We are beginning to understand that globalization has strategic consequences. Countries are using their position in globalized networks to “weaponize interdependence”, through their dominance of information and financial networks.
In this talk, Henry Farrell will discuss the research and policy agenda of weaponized interdependence, addressing such questions as:
What areas of the global economy are most vulnerable to unilateral control of information and financial networks?
How sustainable is the use of weaponized interdependence?
What are the possible responses from targeted actors?
How sustainable is the open global economy if weaponized interdependence becomes a default tool for managing international relations?
About the Speaker
Henry Farrell is SNF Agora Institute Professor at Johns Hopkins School of Advanced International Studies, 2019 winner of the Friedrich Schiedel Prize for Politics and Technology, and Editor in Chief of the Washington Post’s Monkey Cage blog. He has previously been a professor at George Washington University and the University of Toronto, a fellow at the Woodrow Wilson Center for International Scholars, and a senior research fellow at the Max-Planck Project Group in Bonn, Germany.
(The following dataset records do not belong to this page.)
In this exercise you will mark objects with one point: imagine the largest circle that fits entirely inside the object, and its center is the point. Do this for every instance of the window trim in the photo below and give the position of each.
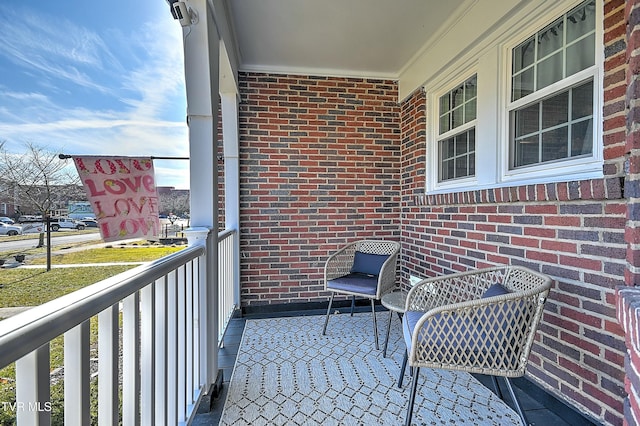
(491, 62)
(572, 168)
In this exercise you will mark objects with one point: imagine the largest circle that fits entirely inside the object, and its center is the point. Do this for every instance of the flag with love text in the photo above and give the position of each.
(123, 195)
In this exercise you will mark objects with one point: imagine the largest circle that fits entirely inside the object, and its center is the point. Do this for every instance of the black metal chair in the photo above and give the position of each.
(365, 268)
(482, 321)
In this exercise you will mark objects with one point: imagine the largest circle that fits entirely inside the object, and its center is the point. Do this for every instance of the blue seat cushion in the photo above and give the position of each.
(456, 328)
(367, 263)
(495, 290)
(355, 283)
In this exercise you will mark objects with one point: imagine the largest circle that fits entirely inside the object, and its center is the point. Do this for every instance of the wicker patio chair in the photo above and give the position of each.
(364, 268)
(482, 321)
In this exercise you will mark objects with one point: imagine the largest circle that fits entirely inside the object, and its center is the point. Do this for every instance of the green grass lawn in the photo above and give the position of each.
(32, 287)
(106, 255)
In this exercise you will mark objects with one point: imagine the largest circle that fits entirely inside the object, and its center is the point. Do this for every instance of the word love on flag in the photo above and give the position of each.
(123, 195)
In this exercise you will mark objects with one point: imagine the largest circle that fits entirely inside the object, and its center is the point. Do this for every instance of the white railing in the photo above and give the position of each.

He works on a variety of topics, including democracy, the politics of the Internet and international and comparative political economy. His first book, The Political Economy of Trust: Interests, Institutions and Inter-Firm Cooperation, was published in 2009 by Cambridge University Press. His second (with Abraham Newman) Of Privacy and Power: The Transatlantic Fight over Freedom and Security, was published in 2019 by Princeton University Press, and has been awarded the 2019 Chicago-Kent College of Law / Roy C. Palmer Civil Liberties Prize and the ISA-ICOMM Best Book Award.
In addition he has authored or co-authored 34 academic articles, as well as several book chapters and numerous non-academic publications. He is a member of the Council on Foreign Relations.
This event will be delivered online via Zoom.